Comments missing

[YamatoSecurity]

On the left are our converted rule and the right has the original sigma rule. There seems to be a missing comment: Note: In the case of...
@fukusuket Whenever you have time, could you see if you can keep these comments as well?

Also, - 'ping' gets converted to - ping which is still valid YAML so is no problem, but would like to still keep the single quotes intact if it is not difficult to do.

[YamatoSecurity]

@fukusuket Whenever you have time, could you take a look at this? I'd like to use the converted rules for triage but will be harder if comments are missing.

[fukusuket]

@YamatoSecurity
Could you give me a specific case where the comment does not remain? (Basically, the comment is supposed to remain, and it is probably a case where the comment cannot remain due to the addition of node, etc.)

[YamatoSecurity]

@fukusuket There is an example at the top, for example rule ded2b07a-d12f-4284-9b76-653e37b6c8b0.
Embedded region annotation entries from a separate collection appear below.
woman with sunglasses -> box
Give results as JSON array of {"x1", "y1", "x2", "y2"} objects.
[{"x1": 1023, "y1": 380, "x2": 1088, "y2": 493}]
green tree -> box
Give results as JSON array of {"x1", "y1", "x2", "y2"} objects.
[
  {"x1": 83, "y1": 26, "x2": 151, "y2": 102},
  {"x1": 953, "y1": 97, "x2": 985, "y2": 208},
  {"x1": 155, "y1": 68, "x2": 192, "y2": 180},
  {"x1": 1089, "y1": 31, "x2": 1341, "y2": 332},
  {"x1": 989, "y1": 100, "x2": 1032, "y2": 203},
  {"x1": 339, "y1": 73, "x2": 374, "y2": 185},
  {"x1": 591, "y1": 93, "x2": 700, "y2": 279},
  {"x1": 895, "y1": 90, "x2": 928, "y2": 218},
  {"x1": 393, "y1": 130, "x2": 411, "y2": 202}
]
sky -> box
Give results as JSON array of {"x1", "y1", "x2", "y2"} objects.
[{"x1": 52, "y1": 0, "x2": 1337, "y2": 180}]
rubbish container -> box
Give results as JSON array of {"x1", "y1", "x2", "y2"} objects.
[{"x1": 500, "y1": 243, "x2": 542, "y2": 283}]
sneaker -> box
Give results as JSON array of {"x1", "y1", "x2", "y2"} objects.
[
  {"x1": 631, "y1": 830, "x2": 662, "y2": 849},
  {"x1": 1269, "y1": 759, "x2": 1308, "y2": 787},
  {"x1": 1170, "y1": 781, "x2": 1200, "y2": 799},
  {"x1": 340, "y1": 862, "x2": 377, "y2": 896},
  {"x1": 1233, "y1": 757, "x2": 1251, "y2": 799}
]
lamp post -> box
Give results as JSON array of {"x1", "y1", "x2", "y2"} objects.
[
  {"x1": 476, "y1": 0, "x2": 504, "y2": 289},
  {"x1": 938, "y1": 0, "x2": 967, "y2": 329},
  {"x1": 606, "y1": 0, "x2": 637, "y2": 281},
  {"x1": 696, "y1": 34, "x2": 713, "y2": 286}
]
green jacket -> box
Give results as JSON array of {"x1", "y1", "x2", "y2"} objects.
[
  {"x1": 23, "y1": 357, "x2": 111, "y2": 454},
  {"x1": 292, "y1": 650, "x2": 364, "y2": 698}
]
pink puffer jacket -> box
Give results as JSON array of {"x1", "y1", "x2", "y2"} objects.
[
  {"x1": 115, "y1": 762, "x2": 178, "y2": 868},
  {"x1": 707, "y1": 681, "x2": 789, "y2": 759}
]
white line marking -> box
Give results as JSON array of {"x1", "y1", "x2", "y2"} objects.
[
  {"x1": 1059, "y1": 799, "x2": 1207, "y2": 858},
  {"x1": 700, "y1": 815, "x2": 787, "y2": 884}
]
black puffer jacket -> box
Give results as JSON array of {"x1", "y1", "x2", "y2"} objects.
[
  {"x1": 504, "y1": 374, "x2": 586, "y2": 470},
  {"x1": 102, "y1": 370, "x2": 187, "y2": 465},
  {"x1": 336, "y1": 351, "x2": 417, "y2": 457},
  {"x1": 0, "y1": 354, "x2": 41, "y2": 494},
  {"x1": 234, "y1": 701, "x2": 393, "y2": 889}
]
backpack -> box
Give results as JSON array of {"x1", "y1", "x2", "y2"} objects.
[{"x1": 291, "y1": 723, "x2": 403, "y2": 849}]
In the original rule, on line 18 it says # Note: In the case of sysmon and similar logging utilities, see this discussion https://github.com/SigmaHQ/sigma/discussions/4277 but this comment is not there in the converted rules.

[fukusuket]

@YamatoSecurity
Comments disappear in the following cases

• The line immediately following detection
• If you are converting field names (e.g., process_creation(builtin 4688))

Unfortunately, in the above case, it is difficult to retain comments because the original values have been rewritten... :(
Pending until another solution is found.